Niccolò
Machiavelli (1469
– 1527) fu cancelliere della seconda repubblica fiorentina. Venne
costretto a lasciare tale carica con il ritorno dei Medici nel 1512.
Dalla sua varia esperienza politica nascono le opere maggiori: Il
Principe, Discorsi sopra la prima Deca di Tito Livio, Dell’Arte
della Guerra, Le Istorie fiorentine
e due commedie Mandragola
e Clizia.
Il
suo pensiero politico è
la conseguenza della sua attività politica e e della lettura di
classici come Livio, Senofonte, Diodoro Siculo, Plutarco e Polibio.
Il Principe nasceva “da
una lunga esperienza delle cose moderne e antique”.
Parole queste che ritroviamo nel premio
ai Discorsi sopra la prima deca di Tito Livio. Problema principale de
Il Principe
è come fonda, si mantiene e si prede il principato. La grandezza
della sua opera consiste nello studio realistico dello stato. In tale
realismo vengono tralasciate istanze utopistiche e si procede ad una
disamina disillusa e il più possibile veritiera della natura
dell’uomo. A proposito degli uomini scrive che “si
può dire questo generalmente: che sieno ingrati, volubili,
simulatori e dissimulatori, fuggitori de’ pericoli, cupidi di
guadagno”.
Insomma, per Machiavelli, gli uomini sono tristi,
cioè cattivi.
Chiarita
la natura dell'uomo, diviene capibile e conseguente ciò che scrive
nei
Discorsi:
è
necessario a chi dispone di una repubblica ed ordina le leggi in
quella, presupporre tutti gli uomini rei
”.
La
visione dello stato offerta dal nostro autore rinuncia ad astratti
codici etici e valoriali di bene e male, per concentrarsi, invece,
sulla figura del principe, il quale deve operare con il solo scopo
di salvare lo stato.
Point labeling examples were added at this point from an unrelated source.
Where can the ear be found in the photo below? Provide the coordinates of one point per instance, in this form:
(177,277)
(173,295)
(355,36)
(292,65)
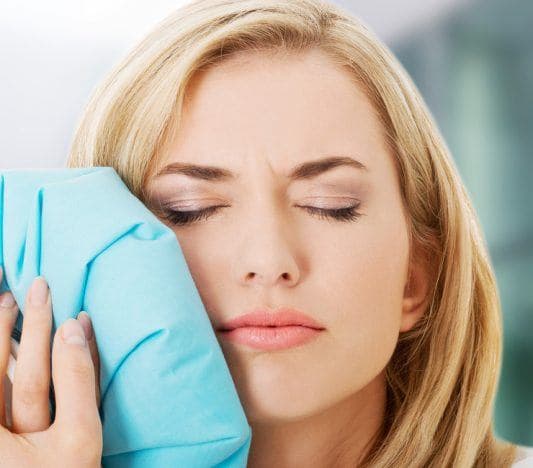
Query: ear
(416,291)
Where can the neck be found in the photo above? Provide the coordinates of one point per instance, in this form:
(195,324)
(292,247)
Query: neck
(338,436)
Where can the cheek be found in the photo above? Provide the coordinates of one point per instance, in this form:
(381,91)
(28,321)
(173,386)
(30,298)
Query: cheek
(363,295)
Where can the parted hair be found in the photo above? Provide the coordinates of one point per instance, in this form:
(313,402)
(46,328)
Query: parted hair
(443,375)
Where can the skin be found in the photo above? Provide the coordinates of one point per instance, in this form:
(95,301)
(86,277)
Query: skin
(29,439)
(317,404)
(259,116)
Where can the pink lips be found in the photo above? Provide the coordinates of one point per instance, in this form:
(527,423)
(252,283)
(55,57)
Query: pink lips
(269,330)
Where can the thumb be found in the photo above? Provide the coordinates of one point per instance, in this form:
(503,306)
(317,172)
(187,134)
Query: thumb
(74,383)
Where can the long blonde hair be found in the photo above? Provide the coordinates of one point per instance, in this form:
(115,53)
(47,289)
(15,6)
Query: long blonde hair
(443,376)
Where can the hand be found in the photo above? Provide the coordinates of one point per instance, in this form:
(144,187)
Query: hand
(74,439)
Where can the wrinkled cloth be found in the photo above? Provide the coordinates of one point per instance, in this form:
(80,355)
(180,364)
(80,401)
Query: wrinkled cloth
(167,397)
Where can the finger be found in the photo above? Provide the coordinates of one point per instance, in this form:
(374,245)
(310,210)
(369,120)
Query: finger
(30,406)
(74,384)
(86,323)
(8,316)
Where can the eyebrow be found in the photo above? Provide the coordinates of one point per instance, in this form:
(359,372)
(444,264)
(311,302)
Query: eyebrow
(304,171)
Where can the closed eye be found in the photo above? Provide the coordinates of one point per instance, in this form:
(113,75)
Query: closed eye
(182,218)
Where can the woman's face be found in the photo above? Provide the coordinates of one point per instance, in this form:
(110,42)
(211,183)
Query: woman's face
(261,117)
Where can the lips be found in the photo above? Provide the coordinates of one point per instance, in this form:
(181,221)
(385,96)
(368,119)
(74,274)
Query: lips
(264,317)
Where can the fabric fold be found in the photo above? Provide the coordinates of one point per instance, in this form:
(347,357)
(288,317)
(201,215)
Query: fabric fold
(168,398)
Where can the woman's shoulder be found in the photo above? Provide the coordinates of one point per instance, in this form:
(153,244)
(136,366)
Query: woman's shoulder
(524,457)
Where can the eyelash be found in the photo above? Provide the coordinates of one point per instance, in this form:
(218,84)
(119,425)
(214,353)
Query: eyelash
(181,218)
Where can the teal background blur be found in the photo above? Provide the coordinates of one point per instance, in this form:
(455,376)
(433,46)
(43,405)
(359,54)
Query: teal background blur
(475,71)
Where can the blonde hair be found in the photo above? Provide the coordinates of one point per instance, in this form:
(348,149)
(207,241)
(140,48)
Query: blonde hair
(443,376)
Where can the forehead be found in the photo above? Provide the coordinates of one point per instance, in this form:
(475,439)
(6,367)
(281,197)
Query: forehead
(278,108)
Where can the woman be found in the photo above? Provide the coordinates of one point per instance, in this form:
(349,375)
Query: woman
(299,167)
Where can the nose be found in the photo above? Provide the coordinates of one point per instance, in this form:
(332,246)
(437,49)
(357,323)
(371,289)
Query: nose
(267,254)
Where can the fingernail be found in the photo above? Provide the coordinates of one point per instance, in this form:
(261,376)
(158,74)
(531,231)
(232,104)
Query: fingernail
(85,321)
(72,332)
(7,300)
(39,291)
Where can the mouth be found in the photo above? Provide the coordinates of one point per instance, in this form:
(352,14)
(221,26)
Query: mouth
(270,338)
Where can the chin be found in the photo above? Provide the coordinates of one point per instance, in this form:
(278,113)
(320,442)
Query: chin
(272,393)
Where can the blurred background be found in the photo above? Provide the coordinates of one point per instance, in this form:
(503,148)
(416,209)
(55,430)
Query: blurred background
(472,61)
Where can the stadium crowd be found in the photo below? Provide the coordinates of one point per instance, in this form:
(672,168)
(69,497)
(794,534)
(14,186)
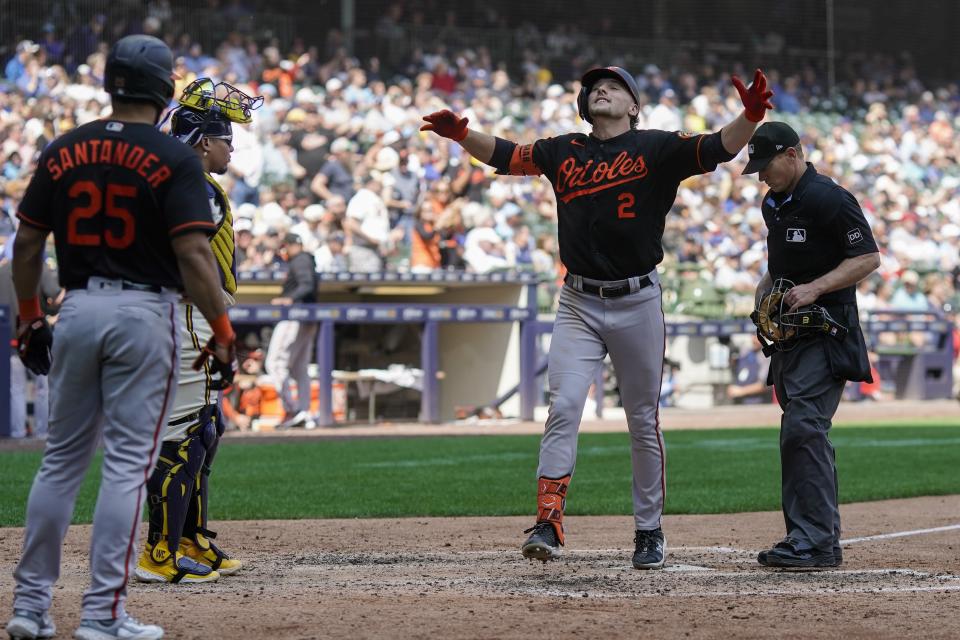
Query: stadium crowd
(335,155)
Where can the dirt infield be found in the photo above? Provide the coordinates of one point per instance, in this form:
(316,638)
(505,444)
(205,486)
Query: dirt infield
(464,577)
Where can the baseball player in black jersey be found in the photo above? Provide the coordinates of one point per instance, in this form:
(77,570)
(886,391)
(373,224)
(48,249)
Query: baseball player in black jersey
(820,246)
(614,188)
(125,204)
(179,548)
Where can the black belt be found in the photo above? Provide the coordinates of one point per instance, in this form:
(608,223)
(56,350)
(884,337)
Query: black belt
(196,416)
(614,289)
(127,286)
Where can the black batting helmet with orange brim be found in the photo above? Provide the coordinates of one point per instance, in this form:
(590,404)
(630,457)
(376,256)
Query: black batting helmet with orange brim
(590,78)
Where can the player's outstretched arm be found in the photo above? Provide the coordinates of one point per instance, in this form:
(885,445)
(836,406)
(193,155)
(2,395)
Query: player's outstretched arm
(756,102)
(449,125)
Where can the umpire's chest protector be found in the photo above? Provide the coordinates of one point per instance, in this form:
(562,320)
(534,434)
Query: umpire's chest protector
(803,242)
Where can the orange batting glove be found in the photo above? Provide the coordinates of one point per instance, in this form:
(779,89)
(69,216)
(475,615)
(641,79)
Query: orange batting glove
(447,124)
(756,98)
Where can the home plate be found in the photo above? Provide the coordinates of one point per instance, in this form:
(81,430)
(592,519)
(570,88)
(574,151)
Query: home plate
(685,568)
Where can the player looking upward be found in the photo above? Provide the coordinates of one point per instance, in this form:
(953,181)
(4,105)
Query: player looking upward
(614,188)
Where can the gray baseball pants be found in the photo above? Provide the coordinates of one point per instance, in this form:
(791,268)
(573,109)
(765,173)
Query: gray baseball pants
(113,374)
(809,396)
(631,329)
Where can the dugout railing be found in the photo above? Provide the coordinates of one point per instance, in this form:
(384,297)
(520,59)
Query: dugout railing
(919,372)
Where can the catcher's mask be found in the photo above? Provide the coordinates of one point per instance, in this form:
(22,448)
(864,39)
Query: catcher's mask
(207,110)
(780,329)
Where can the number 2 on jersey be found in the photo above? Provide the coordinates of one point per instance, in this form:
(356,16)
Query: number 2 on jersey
(93,206)
(626,201)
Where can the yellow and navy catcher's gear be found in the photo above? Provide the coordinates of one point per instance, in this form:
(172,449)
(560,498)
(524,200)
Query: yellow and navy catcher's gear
(222,241)
(174,484)
(779,329)
(207,110)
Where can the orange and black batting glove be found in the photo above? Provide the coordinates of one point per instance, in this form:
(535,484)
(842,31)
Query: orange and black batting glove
(756,97)
(447,124)
(34,338)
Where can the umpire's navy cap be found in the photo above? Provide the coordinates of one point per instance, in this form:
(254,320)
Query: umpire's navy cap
(769,140)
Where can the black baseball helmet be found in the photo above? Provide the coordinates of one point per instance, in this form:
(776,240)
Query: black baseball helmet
(140,67)
(590,78)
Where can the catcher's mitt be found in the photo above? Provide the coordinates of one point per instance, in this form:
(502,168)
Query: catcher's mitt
(779,329)
(767,318)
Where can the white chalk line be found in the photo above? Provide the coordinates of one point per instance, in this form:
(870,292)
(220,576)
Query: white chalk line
(900,534)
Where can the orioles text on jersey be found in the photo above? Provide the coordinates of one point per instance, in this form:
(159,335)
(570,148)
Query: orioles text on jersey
(574,179)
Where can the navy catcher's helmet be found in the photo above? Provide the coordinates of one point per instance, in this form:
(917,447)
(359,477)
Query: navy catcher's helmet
(207,109)
(590,78)
(140,68)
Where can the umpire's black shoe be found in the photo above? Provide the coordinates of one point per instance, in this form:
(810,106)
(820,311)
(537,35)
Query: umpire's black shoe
(542,544)
(651,550)
(786,554)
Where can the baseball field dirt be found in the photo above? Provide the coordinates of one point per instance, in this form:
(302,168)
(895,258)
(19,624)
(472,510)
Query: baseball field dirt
(464,577)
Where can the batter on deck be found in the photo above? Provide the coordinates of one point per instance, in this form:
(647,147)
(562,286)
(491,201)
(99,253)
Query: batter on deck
(614,189)
(126,206)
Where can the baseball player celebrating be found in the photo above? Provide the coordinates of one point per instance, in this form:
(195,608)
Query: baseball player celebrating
(614,189)
(121,201)
(178,547)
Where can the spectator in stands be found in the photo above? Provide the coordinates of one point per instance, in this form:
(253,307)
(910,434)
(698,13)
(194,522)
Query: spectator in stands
(909,297)
(336,176)
(749,371)
(367,224)
(17,65)
(310,228)
(425,241)
(291,345)
(331,256)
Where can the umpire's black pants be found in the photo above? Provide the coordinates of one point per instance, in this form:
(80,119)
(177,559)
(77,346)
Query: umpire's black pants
(809,396)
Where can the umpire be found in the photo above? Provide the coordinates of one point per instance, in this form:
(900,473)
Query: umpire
(819,240)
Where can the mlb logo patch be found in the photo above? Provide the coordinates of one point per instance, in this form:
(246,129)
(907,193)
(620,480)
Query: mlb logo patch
(796,235)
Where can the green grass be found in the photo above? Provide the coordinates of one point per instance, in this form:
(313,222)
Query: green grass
(717,471)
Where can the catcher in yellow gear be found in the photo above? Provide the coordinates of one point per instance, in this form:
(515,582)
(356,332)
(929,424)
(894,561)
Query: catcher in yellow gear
(178,546)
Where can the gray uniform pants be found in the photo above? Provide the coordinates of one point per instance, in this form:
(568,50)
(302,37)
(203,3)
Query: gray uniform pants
(809,396)
(631,328)
(288,361)
(114,373)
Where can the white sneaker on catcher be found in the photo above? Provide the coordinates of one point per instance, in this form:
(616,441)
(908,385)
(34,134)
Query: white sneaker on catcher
(124,628)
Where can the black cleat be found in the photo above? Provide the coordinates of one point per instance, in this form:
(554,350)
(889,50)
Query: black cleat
(651,551)
(786,554)
(542,544)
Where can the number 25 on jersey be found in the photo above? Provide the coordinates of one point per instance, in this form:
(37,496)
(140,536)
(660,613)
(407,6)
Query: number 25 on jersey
(118,232)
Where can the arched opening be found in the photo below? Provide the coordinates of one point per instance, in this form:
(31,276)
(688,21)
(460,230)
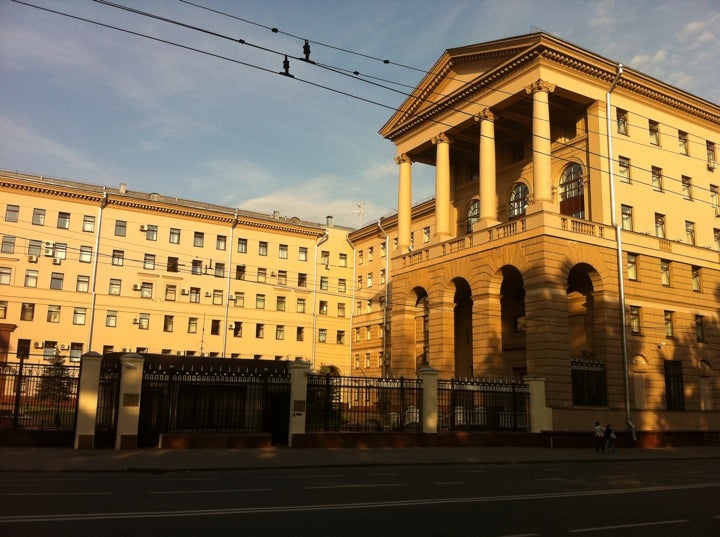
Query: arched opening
(581,313)
(572,191)
(519,199)
(463,329)
(512,314)
(422,327)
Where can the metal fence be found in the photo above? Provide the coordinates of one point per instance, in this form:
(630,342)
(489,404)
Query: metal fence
(360,404)
(38,397)
(482,405)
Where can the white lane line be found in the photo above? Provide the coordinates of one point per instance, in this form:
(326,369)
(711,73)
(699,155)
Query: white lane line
(56,493)
(218,491)
(625,526)
(320,487)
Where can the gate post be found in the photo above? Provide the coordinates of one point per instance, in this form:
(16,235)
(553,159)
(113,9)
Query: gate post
(428,376)
(129,401)
(298,398)
(540,414)
(88,390)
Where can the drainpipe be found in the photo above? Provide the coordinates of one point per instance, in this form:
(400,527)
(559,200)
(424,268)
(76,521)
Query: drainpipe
(619,251)
(228,271)
(93,300)
(385,304)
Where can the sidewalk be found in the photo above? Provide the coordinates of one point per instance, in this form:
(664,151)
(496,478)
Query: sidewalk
(159,460)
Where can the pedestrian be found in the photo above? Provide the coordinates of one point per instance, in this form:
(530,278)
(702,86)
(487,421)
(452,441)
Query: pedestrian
(599,438)
(609,435)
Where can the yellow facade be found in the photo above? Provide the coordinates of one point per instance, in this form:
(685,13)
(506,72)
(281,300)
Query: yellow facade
(512,271)
(84,267)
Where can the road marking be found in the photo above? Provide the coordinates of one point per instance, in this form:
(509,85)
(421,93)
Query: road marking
(56,493)
(218,491)
(358,486)
(624,526)
(336,506)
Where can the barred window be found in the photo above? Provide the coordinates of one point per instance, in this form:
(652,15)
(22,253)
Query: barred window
(589,383)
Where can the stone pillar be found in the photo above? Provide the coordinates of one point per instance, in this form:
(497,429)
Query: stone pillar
(488,194)
(442,187)
(88,393)
(131,374)
(298,398)
(428,376)
(404,202)
(542,179)
(540,413)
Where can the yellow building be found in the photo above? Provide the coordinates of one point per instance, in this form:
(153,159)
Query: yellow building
(85,267)
(554,168)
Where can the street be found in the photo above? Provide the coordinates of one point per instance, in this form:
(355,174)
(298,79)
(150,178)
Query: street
(607,497)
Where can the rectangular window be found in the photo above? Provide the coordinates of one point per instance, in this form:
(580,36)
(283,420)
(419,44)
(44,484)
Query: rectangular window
(690,232)
(686,187)
(660,225)
(695,275)
(683,143)
(589,383)
(622,121)
(82,285)
(118,258)
(56,280)
(30,277)
(63,220)
(12,213)
(635,320)
(632,266)
(668,321)
(79,315)
(151,233)
(657,178)
(114,287)
(654,132)
(674,385)
(627,221)
(624,169)
(120,228)
(665,272)
(149,262)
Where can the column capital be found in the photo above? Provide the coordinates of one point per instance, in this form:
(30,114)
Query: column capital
(403,159)
(540,85)
(485,115)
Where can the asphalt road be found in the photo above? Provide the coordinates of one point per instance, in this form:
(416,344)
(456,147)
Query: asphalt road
(619,498)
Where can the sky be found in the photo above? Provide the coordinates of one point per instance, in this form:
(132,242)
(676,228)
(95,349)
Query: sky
(219,124)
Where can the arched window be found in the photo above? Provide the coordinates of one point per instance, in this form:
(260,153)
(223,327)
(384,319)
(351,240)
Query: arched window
(572,192)
(473,215)
(519,199)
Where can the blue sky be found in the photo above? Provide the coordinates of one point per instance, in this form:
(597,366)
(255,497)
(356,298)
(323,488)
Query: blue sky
(96,105)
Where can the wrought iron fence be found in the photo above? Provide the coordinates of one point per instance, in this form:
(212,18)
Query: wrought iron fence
(38,397)
(360,404)
(483,405)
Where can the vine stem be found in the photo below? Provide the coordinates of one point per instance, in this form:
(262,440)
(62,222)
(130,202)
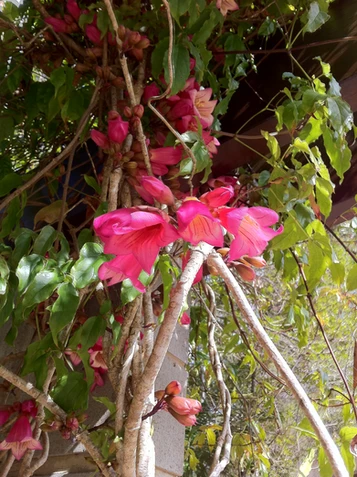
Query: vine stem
(178,297)
(292,383)
(328,344)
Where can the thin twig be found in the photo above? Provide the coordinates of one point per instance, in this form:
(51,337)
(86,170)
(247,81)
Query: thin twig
(321,327)
(225,438)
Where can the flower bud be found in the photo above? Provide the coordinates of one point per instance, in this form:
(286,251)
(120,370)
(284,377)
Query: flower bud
(122,32)
(138,110)
(127,112)
(72,423)
(158,190)
(160,394)
(143,43)
(99,138)
(247,273)
(257,262)
(134,38)
(66,433)
(173,388)
(117,128)
(187,420)
(183,406)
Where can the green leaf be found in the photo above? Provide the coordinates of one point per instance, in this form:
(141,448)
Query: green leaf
(9,182)
(157,55)
(28,267)
(324,464)
(351,281)
(314,18)
(178,8)
(128,292)
(71,392)
(167,275)
(64,309)
(45,240)
(41,288)
(35,360)
(273,145)
(205,31)
(293,233)
(88,334)
(58,78)
(180,67)
(324,190)
(85,270)
(337,151)
(340,114)
(51,213)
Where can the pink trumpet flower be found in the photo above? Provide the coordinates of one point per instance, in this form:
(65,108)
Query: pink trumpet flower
(158,190)
(20,439)
(251,229)
(137,233)
(196,224)
(202,106)
(183,406)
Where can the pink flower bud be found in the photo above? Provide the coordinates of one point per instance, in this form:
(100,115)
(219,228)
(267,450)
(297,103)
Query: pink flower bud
(59,26)
(247,273)
(72,423)
(183,406)
(187,420)
(138,110)
(151,90)
(99,138)
(173,388)
(93,34)
(73,9)
(160,394)
(66,433)
(158,190)
(185,319)
(117,128)
(257,262)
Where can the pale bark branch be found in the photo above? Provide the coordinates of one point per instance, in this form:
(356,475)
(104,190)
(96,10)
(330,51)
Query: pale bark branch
(177,299)
(292,383)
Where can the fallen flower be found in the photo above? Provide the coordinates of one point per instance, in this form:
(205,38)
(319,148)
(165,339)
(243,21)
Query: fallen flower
(20,439)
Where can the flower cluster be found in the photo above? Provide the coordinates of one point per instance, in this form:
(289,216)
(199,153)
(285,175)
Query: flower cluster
(184,410)
(136,235)
(20,437)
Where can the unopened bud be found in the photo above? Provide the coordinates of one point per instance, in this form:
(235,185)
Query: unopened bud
(223,251)
(143,43)
(138,110)
(72,423)
(128,112)
(173,388)
(66,434)
(134,38)
(247,273)
(159,394)
(121,32)
(257,262)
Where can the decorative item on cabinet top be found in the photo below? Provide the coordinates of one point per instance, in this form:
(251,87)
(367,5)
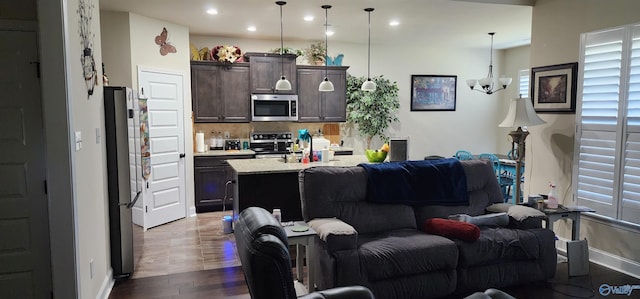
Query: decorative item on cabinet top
(223,54)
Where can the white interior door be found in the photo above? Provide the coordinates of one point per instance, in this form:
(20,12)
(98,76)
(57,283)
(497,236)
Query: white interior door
(165,197)
(25,258)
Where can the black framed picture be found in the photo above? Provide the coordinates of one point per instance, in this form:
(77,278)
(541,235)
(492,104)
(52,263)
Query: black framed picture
(433,92)
(553,88)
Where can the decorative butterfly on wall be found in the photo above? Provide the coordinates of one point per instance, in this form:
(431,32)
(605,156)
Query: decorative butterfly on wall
(165,46)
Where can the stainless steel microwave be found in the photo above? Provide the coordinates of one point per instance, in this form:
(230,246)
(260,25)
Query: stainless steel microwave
(274,107)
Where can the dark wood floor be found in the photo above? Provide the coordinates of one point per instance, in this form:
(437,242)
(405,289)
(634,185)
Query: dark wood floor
(229,283)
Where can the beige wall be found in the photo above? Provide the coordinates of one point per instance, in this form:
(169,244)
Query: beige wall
(89,163)
(555,39)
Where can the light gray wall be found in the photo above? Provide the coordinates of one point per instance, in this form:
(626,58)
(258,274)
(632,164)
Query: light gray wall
(555,39)
(55,102)
(116,47)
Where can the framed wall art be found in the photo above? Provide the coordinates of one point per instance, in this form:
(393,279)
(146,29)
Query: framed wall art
(553,88)
(433,92)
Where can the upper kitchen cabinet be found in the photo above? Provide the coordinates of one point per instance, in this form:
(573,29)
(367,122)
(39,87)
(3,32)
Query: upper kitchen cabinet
(266,70)
(220,92)
(316,106)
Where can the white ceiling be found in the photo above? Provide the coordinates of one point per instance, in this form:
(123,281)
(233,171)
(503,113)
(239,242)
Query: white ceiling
(461,23)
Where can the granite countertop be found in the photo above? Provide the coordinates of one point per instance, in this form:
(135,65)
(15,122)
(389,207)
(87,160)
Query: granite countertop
(219,153)
(276,165)
(341,149)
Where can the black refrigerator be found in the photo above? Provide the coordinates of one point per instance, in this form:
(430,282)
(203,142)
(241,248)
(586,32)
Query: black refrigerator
(122,132)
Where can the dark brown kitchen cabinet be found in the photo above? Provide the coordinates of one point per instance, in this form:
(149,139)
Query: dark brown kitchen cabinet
(220,92)
(266,70)
(211,177)
(316,106)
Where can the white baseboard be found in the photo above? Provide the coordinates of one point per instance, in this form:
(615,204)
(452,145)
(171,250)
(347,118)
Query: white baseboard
(605,259)
(107,286)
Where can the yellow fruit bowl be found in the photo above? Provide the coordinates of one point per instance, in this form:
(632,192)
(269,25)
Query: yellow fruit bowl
(375,155)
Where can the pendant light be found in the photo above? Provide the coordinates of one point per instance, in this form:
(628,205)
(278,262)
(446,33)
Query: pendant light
(326,85)
(369,85)
(486,83)
(283,83)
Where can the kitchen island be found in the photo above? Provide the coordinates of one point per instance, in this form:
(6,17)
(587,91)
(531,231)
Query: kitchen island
(272,183)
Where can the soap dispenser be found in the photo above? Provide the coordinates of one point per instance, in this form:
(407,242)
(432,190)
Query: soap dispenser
(552,199)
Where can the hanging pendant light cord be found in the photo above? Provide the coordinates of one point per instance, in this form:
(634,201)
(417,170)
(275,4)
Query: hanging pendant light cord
(281,3)
(326,38)
(369,47)
(490,75)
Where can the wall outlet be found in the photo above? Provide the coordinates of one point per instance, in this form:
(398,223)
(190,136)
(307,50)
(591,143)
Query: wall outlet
(91,268)
(78,140)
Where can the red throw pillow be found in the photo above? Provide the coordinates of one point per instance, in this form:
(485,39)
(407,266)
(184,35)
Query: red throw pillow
(452,229)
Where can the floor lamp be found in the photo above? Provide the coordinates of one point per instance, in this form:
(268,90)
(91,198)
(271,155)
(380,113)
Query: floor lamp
(521,113)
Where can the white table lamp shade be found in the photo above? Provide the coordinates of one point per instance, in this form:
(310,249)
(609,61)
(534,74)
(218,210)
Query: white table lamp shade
(521,113)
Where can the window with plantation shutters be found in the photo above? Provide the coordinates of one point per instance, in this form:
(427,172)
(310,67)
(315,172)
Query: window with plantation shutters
(607,173)
(523,83)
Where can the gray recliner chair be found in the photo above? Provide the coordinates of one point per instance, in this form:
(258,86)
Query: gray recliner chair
(264,254)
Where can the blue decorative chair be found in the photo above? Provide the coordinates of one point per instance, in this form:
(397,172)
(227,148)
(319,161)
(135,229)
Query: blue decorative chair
(509,172)
(463,155)
(504,180)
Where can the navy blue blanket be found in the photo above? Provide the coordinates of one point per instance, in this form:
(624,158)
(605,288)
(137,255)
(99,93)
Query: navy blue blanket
(425,182)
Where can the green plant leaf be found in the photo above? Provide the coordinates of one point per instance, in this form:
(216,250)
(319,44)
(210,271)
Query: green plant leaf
(372,113)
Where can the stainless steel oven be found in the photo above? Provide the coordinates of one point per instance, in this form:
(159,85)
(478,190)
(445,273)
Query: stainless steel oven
(274,107)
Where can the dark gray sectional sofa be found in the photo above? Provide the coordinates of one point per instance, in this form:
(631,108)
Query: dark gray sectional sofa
(383,247)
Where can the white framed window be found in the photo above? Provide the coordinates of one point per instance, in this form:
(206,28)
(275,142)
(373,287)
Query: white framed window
(523,83)
(608,123)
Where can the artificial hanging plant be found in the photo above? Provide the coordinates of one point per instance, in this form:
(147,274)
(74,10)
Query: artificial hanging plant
(372,112)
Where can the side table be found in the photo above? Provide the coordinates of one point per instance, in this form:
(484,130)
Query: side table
(306,239)
(566,212)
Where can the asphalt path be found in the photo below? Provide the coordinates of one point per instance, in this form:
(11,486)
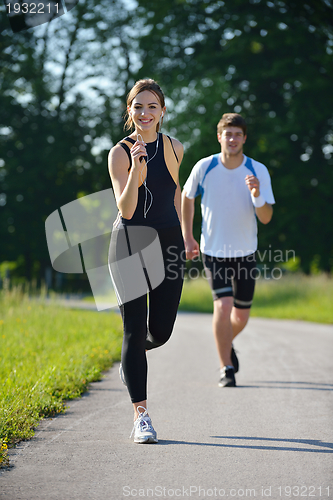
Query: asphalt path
(269,437)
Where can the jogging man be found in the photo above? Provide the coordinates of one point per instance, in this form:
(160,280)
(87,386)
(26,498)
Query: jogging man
(235,190)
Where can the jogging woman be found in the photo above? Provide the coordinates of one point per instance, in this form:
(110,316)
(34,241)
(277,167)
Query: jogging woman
(144,173)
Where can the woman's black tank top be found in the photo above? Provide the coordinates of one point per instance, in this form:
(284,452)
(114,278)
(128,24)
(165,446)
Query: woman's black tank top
(162,211)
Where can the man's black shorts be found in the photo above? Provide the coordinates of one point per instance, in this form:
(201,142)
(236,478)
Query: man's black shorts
(232,277)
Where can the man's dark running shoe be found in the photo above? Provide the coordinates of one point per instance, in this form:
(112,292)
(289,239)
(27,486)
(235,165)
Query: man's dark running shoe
(227,377)
(234,359)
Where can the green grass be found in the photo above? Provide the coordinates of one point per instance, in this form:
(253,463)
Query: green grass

Questo è il fine e l'obiettivo fondamentale
del principe, e per raggiungerlo può ricorrere anche a vizi.
Il
comportamento e le decisioni del principe non devono, pertanto,
sottostare ai valori di giusto o sbagliato, di bene o di male, bensì
soltanto allo scopo di mantenere in vita il proprio principato.
Da ciò le crude indicazioni del capitolo XVIII del Principe,
ove dalla disamina della concr5eta situazione storica nascono le
direttive sul comportamento del principe, che deve usare la legge e
la forza; che deve essere insieme uomo e bestia. E, come bestia, deve
essere insieme volpe e leone. In altre parole, dovrà essere grande
simulatore e dissimulatore.
Il
principe non deve possedere le qualità della precettistica morale
(pietà, umanità, fede, integrità), bensì deve sapere governare.
Deve sapere, cioè, usare tali valori a proprio vantaggio e simulare
di averli se necessario alla sopravvivenza del governo.
Dell’uso
della religione nello stato Machiavelli ne parla a lungo nei
Discorsi.
La religione deve essere promossa e conservata dal principe, perché
l’osservanza del culto divino è ragione delle grandezze delle
repubbliche, pertanto il principe deve sempre mantenere i fondamenti
della religione, anche quando a queste non credono. Ciò perché la
religione è un mezzo per conservare la stabilità dello stato,
prescindendo dalla sua verità e falsità. Esemplare per Machiavelli
è il re romano Numa, che finse di avere dimestichezza con una musa
per imporre, in suo nome, nuovi ordini, cioè nuove leggi che senza
il ricorso al divino non sarebbero state accettate.
Machiavelli
sviluppa una concezione naturalistica della religione, la quale è
connessa ai movimenti dei cieli, e, pertanto, nasce e muore come
tutte le altre cose. Anche lo stato, essendo un fenomeno naturale
come la religione, è destinato a nascere e morire. Ciò per due
motivi:
- perché segue i movimenti celesti e, conseguentemente, la nascita e morte di essi;
- perché una volta che ha raggiunto il massimo sviluppo e splendore, non potendo più migliorare, può solo scendere e disfarsi.
Esemplare
in tal caso è la storia romana.
Machiavelli
giudica il mondo essere sempre stato nel medesimo modo; tale
concezione non lo chiude, però, in un disperato pessimismo e non gli
toglie la fiducia in un principe straordinario.
Infine,
Machiavelli analizza il rapporto che intercorre tra la
virtù
e la fortuna.
Con
quest'ultimo termine si intende
il fato,
ovvero la necessità che gli eventi vadano in un certo modo al di là
delle proprie scelte e prospettive. L’uomo può vincere la fortuna,
ma per farlo deve
combattere con se stesso e con la propria natura. Deve compiere la
scelta estrema. Ciò perché, per Machiavelli, la fortuna è donna, e
per vincerla bisogna urtarla e batterla con forza.